In a day’s work he managed to get the horses back to his spread and into a corral. Smitty was up and about, and had taken care of Stallings and his burial. He said, on greeting him, “Boss, I thought I had seen the last of you and might be a new ranch owner, but no such luck.”

They both had a hearty laugh over it, and laughed again over dinner after all their work was done for the day.

After Pewter had told the whole story of his time in the secret valley, Smitty said, “Boss, I heard once way back, from that old buck Indian who camps way out on Luke Jurgen’s spread, that something fell out of the sky one night when he was a tyke. He said the moon was bright and then went behind a cloud and things got scary, and it was like a falling star coming across the whole world, silent but red as fire. Damned thing, whatever it was, suddenly came down, and went right through the hands of an old sachem who was asking for a sign from the gods. The old sachem, without a cry of pain, stood and said one word, ‘Wakatanka.’“

Smitty finished his tale. “That was the end of his story. I never heard the word again from him, or the old buck would never tell me again. Spooky stuff if you ask me. Wakatanka.”

Pewter, something suddenly clicking in his mind, jumped at the word from Smitty’s mouth. “That’s what the Indians said up there in that valley, ‘Wakatanka.’ I’m sure of it. Sure as hell.”

“That’s a strange testament to heaven,” Smitty said. “We better go see that old buck one day soon.”

With such knowledge at hand, Pewter could not delay his visit to the old Indian. In the morning he and Smitty were on their way to Luke Jurgen’s spread. It was up-range about a dozen miles. They arrived after an easy ride and Smitty pointed out an old shack up against a sharp-rising cliff.

“That’s where he lives, Boss. His name is Slow Dog and Luke lets him stay here. Says his whole tribe is almost gone from the area now. Only a few of them around. He’s a Cherokee. Once he was the shaman for them.” He helloed the shack and the old Indian came out.

Slow Dog was about 85 years old, blind in one eye, few teeth left, but carried himself with a confident grace. The smile across his face was authentic, and he held out both of his hands, one for Smitty and one for Pewter, and he pointed at a sitting log in front of the shack. An Indian woman, much younger, carried out a pipe and gave it to the old one, and set down a board with three mugs on it.

They sat on the log and sipped a rare kind of tea. The wind was mute. The sun was almost straight overhead. Peace was spread far and wide by silence.

Pewter remembered the other Indians and how they stared at the sky. Something else clicked in his mind and he reached inside his shirt and pulled out the stone amulet. He held it up for Slow Dog to see.

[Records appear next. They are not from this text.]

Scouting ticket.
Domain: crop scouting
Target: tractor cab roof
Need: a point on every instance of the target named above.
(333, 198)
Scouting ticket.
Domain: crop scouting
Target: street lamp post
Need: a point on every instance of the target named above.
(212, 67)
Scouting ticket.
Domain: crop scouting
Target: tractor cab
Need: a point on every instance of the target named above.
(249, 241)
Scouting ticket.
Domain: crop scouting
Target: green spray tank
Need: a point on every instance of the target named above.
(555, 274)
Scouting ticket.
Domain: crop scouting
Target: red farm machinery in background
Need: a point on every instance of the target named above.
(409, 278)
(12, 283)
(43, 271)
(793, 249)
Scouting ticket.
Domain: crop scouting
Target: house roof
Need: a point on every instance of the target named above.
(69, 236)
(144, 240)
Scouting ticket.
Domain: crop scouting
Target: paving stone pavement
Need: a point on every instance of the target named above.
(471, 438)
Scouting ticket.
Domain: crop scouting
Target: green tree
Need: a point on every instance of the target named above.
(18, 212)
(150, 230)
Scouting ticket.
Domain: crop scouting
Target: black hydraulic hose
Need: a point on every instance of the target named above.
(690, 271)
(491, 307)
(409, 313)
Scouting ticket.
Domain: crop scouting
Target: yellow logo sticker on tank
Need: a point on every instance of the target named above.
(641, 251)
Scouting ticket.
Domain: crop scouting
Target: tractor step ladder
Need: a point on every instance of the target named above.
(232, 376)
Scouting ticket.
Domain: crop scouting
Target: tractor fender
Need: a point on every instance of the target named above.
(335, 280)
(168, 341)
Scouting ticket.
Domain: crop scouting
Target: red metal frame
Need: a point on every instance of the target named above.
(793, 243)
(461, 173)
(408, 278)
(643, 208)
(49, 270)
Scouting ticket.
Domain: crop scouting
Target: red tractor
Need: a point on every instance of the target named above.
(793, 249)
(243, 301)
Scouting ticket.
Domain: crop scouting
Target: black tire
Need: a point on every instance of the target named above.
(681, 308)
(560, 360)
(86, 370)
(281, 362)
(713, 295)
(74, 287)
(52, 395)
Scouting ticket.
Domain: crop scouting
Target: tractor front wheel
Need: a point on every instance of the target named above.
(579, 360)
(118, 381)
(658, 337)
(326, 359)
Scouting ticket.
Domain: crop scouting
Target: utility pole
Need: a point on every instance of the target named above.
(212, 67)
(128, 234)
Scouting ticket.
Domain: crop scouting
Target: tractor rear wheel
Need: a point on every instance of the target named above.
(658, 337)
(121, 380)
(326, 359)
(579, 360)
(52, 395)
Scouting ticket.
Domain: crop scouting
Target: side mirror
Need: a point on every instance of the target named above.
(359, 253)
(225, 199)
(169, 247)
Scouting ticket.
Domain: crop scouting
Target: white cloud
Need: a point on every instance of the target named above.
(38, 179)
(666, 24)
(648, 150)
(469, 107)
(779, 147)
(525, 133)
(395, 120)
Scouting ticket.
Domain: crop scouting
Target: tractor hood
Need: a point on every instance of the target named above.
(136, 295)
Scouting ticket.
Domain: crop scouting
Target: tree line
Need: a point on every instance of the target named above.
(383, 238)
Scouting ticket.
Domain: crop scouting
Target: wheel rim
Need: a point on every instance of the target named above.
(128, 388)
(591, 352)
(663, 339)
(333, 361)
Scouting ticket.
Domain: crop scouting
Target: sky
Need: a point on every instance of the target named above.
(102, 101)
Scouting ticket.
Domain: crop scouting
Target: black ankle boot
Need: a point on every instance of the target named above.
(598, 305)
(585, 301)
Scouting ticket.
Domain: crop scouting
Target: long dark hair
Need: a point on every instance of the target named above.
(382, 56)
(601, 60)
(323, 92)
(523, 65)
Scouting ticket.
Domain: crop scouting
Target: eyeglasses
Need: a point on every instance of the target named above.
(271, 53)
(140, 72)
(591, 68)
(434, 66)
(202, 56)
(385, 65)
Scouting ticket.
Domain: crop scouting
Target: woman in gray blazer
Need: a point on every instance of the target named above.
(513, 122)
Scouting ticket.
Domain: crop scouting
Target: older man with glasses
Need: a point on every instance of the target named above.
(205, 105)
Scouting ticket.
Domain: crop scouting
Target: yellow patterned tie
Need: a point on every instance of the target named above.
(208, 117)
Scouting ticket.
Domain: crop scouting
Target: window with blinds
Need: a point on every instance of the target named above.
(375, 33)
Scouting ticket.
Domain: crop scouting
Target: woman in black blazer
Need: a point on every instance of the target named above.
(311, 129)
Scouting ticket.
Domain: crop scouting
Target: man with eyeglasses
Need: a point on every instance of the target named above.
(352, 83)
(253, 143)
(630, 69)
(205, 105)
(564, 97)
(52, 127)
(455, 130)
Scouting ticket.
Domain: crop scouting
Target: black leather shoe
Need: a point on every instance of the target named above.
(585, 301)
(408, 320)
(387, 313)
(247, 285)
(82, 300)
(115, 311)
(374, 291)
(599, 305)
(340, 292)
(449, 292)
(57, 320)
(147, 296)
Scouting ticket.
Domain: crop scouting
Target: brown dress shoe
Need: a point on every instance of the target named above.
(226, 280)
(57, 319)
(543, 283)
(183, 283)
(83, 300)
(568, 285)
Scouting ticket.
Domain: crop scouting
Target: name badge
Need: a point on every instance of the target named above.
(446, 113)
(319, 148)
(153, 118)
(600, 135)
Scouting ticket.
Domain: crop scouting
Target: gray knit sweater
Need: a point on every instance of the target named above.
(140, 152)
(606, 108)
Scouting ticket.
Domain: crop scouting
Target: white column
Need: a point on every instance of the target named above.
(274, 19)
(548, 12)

With one hand held like a visor over his good eye, Slow Dog looked overhead, seeing where the sun was. Tremors shook him visibly and he said, “You must go quick before the sun gets long and throws your shadow on me. Do not throw your shadow on me. I am too old and only have a few days to feel the wind and to stick my hands in the earth. Do not throw your shadow on me.” He was pointing at Pewter. “Wakatanka watches. Wakatanka listens. Wakatanka waits for his shadow to catch up to him. Do not throw your shadow on me. I have seen the stone from the skies that calls for men in the shadows.”

Pewter, understanding all that had happened to him, around him, knew that God, by whatever name he was called, had made an appearance. And Slow Dog, the last shaman of the Cherokee, knew what would bring him down from the skies and make new demands in the shadows.